If someone is selected in stage 2 then the corresponding outcome is that the person gets to come to the party.
If someone is selected in stage 3 then the corresponding outcome is that the person gets to come to the party.
Noticed that the three OUTCOMES are all the SAME: The person gets to come to the party.
As such we cannot use the FCP.
Instead, we must use combinations.
Does that help?
Not quite. Can you possibly
In the first example, say we have 5 people to choose from for filling the 3 positions.
The President position can be filled by 5 people, the VP is then left to be filled by 4 people and finally the treasurer can be filled by 3 people. So using FCP, 3 positions can be fulfilled in 60 ways.
Am I applying FCP correctly in this ?
For the second example, can you possibly elaborate how order does not matter ? Because combinations can be used when order of the selected objects does not matter isnt it ?
Thanks,
Karaan
First example:
First example:
Stage 1) Select President
Stage 2) Select VP
Stage 3) Select treasurer
So, if we select Joe in stage 1, Ann in stage 2 and Bea in stage 3, we get President Joe, VP Ann and Treasurer Bea.
Notice that this outcome is DIFFERENT from selecting Ann in stage 1, Joe in stage 2 and Bea in stage 3.
So, order matters.
-----------------------------
Second example:
Stage 1) Select someone to come to the party
Stage 2) Select another person to come to the party
Stage 3) Select another person to come to the party
So, if we select Joe in stage 1, Ann in stage 2 and Bea in stage 3, we get Joe, Ann and Bea coming to the party.
Notice that this outcome is the SAME as selecting Ann in stage 1, Joe in stage 2 and Bea in stage 3.
So, order does not matter.
-----------------------------
"In the first example, say we have 5 people to choose from for filling the 3 positions.
The President position can be filled by 5 people, the VP is then left to be filled by 4 people and finally the treasurer can be filled by 3 people. So using FCP, 3 positions can be fulfilled in 60 ways." Am I applying FCP correctly in this?
Yes, you have applied it perfectly.
Does that help?
Hi Brent,
Could you please help with this question? I went on gmatclub, but wasn't able to find a good answer for this.
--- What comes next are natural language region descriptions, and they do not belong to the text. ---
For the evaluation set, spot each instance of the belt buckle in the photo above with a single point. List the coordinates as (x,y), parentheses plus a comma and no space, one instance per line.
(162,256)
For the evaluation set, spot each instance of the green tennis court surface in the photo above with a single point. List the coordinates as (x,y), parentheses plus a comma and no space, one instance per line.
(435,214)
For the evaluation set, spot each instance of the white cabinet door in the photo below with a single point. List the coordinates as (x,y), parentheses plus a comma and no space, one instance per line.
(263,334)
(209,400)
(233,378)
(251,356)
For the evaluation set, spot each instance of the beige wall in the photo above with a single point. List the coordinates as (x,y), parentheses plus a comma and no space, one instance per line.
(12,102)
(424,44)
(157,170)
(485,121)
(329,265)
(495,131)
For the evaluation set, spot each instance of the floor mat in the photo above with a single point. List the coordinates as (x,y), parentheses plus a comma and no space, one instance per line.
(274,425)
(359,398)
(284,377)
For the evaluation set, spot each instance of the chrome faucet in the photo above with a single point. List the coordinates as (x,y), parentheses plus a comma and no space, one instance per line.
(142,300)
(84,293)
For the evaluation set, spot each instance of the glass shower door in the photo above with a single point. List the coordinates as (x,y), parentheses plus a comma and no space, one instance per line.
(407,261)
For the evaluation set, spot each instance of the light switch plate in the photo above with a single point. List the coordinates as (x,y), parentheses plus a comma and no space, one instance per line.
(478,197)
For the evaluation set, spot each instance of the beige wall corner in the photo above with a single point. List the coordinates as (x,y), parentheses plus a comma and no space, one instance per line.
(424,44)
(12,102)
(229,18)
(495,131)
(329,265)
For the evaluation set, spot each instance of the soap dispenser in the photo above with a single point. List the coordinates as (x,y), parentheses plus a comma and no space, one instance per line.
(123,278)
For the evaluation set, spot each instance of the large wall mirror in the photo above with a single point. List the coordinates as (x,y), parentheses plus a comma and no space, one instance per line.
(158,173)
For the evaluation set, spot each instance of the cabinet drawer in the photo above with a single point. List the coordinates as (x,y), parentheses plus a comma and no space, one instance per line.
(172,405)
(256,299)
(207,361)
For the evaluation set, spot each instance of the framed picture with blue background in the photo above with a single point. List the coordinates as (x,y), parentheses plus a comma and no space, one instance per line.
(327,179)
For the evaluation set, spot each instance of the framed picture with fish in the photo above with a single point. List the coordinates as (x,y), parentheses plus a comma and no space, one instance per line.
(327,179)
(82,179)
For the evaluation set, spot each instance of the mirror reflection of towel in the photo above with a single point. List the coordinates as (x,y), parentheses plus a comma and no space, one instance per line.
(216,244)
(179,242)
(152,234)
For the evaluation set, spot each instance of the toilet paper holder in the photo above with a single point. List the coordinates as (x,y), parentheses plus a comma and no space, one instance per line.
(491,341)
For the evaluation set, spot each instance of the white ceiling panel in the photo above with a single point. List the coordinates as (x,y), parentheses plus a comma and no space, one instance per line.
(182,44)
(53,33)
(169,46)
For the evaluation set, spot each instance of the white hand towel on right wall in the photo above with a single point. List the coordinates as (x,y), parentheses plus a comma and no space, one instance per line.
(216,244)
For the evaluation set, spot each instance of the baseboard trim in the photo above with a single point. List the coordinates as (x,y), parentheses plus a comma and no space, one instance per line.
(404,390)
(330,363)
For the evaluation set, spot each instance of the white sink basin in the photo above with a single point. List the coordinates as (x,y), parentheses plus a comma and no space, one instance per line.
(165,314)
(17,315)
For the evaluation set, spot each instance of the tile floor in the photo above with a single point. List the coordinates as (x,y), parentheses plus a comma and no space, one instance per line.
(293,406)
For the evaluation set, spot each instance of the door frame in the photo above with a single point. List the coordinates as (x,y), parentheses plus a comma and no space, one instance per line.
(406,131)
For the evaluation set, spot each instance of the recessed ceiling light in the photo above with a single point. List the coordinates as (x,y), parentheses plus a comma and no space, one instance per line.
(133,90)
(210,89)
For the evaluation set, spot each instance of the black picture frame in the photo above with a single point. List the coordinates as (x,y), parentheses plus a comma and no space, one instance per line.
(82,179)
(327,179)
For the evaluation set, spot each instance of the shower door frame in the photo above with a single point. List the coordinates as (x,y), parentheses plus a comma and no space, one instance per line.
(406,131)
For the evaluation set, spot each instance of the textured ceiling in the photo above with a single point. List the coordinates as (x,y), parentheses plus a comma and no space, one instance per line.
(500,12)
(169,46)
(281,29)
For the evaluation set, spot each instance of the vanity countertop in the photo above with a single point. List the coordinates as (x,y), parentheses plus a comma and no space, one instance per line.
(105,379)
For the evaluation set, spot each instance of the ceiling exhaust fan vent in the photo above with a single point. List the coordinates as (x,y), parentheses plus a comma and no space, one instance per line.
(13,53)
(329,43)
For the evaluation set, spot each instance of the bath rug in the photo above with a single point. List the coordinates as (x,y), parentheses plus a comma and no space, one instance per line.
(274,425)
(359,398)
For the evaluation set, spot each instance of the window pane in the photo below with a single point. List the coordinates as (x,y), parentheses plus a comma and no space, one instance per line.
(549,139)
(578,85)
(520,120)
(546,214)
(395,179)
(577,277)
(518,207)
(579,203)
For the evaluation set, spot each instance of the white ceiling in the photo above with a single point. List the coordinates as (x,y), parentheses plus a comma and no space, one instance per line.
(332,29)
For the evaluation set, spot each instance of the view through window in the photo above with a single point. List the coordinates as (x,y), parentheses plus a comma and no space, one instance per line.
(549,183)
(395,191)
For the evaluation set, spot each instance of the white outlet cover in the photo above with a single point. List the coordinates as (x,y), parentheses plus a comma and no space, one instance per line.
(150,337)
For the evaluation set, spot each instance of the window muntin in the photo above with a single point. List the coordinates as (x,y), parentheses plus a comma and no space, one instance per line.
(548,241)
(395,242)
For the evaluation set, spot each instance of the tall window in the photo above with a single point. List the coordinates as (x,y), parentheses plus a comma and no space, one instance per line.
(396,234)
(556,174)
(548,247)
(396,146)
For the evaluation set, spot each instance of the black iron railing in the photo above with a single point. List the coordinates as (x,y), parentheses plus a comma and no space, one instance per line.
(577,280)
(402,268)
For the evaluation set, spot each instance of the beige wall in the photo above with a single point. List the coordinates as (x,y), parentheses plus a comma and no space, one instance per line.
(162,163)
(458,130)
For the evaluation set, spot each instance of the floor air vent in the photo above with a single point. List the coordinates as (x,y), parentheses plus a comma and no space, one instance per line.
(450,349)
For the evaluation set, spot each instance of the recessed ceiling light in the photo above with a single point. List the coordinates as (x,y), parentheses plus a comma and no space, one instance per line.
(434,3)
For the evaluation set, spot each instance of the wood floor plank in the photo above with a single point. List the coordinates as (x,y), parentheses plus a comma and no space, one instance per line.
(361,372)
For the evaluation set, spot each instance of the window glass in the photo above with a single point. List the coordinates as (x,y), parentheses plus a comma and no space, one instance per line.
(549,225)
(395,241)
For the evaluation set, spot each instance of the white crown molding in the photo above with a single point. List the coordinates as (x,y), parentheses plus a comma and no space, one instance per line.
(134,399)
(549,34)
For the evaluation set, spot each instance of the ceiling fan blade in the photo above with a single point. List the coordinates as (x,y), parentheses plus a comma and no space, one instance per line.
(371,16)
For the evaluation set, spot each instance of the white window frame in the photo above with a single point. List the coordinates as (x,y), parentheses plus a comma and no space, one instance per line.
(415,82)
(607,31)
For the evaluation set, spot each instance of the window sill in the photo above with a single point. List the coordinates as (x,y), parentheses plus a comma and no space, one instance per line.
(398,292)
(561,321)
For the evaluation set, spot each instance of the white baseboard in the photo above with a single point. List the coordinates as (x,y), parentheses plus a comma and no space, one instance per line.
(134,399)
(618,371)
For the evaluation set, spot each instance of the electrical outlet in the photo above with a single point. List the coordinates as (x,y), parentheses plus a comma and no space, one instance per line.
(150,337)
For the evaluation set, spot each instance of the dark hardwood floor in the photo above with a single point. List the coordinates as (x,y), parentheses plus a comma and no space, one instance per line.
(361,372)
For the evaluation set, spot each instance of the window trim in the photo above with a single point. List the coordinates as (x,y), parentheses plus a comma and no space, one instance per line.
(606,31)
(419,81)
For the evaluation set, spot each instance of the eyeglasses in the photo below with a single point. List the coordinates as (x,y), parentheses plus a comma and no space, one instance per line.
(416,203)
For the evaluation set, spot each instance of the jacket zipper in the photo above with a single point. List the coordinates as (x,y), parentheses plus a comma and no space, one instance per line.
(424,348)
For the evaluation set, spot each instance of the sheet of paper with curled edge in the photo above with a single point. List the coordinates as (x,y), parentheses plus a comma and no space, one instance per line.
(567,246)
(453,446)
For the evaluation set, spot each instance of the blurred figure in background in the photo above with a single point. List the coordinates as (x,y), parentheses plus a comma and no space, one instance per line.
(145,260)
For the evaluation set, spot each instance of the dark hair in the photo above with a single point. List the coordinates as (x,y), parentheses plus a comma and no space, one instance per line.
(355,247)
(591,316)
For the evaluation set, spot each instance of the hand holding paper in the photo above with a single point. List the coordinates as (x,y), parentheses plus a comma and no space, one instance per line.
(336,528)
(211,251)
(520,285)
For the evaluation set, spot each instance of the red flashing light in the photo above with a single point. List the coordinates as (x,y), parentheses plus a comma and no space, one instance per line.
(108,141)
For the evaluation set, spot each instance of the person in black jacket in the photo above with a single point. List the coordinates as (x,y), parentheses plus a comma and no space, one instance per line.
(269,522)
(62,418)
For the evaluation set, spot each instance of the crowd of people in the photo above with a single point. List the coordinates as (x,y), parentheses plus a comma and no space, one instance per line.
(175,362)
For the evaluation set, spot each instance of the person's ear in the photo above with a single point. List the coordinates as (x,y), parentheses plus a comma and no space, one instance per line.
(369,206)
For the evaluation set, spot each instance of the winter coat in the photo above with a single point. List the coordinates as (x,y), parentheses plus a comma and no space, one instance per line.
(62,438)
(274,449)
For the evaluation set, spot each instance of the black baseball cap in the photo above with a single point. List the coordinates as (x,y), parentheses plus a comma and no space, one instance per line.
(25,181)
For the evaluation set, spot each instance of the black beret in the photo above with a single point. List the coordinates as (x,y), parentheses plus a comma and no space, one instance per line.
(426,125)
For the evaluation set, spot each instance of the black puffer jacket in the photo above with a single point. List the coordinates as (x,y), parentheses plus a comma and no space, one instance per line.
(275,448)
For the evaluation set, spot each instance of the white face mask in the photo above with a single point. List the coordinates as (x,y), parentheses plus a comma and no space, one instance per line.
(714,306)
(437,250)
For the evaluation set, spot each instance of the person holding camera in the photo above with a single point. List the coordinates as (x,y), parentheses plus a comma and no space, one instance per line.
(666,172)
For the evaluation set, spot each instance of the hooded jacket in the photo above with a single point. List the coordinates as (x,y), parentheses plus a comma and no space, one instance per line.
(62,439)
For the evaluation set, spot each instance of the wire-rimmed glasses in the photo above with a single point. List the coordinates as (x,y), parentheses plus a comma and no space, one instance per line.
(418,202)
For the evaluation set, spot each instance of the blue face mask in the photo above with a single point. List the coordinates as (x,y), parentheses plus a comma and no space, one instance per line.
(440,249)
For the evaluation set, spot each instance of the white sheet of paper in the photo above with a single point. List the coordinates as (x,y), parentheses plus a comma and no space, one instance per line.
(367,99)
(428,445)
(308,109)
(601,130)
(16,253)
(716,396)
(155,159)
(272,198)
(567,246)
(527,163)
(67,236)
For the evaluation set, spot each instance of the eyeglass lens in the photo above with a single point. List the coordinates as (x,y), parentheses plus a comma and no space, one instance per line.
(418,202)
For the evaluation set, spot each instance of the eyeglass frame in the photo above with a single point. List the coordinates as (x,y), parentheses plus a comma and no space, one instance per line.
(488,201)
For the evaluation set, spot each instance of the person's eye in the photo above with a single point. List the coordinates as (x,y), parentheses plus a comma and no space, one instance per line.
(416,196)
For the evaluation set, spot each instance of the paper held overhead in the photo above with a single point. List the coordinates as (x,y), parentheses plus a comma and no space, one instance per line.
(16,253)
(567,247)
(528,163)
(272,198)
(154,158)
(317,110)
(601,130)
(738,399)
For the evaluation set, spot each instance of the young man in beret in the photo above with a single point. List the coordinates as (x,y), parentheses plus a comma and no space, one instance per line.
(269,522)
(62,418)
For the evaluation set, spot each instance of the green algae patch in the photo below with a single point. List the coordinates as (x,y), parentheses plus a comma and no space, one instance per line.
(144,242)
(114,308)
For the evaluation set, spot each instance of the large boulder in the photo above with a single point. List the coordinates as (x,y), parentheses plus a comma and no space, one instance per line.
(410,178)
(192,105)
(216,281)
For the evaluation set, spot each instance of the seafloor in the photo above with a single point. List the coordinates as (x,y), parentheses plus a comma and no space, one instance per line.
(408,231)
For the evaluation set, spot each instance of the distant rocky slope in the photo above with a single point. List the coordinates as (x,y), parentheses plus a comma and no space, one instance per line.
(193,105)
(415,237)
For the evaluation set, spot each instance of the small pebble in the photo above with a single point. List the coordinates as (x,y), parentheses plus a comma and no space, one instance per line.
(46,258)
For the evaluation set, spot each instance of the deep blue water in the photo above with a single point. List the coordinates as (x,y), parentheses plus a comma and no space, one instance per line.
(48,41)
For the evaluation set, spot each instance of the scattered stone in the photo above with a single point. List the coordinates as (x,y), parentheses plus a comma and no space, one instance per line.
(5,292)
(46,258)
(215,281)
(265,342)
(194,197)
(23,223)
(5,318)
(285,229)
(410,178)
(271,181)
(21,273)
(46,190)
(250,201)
A group of 5 friends—Archie, Betty, Jerry, Moose, and Veronica—arrived at the movie theater to see a movie. Because they arrived late, their only seating option consists of 3 middle seats in the front row, an aisle seat in the front row, and an adjoining seat in the third row. If Archie, Jerry, or Moose must sit in the aisle seat while Betty and Veronica refuse to sit next to each other, how many possible seating arrangements are there?
Thanks, much appreciated!
Here's my full solution:
Here's my full solution: https://gmatclub.com/forum/a-group-of-5-friends-archie-betty-jerry-moose...
Hi Brent,
Thank you! :)
Can you look at this question and explain the concept of negative remainders? Is it going to be a focus area?
Question 2: What is the remainder when 3^(7^11) is divided by 5? (here, 3 is raised to the power (7^11))
(A) 0
(B) 1
(C) 2
(D) 3
(E) 4
Thanks
You'll never get tested on
You'll never get tested on negative remainders.
When it comes to remainder questions on the GMAT, all values will be positive.
So, for example, if positive integer N is divided by 6, then the remainders must be 0, 1, 2, 3, 4, or 5.
As you can see, the question as tagged as "out of scope"
Hi Brent,
Could you explain how would you go about solving the following question?
How many numbers between 1 and 100 (inclusive) are divisible by 5 or 3?
Although I get the correct answers for such questions!
Thanks,
Here's one approach:
Here's one approach:
Multiples of 3: 3, 6, 9, 12, 15...96, 99
99/3 = 33. There are 33 multiples of 3 from 1 to 100 inclusive.
Multiples of 5: 5, 10, 15, 20,....95, 100
100/5 = 20. There are 20 multiples of 5 from 1 to 100 inclusive.
So far, we have 33 + 20 = 53 multiples of 5 or 3.
IMPORTANT: Since 15 is a multiple of both 3 and 5, multiples of 15 appear in BOTH lists.
This means we have counted those multiples (of 15) TWICE
Multiples of 15: 15, 30, 45,...75, 90,
90/15 = 6. So, there are 6 multiples of 15 from 1 to 100 inclusive.
53 - 6 = 47
So, 47 integers from 1 to 100 inclusive are divisible by 3 or 5.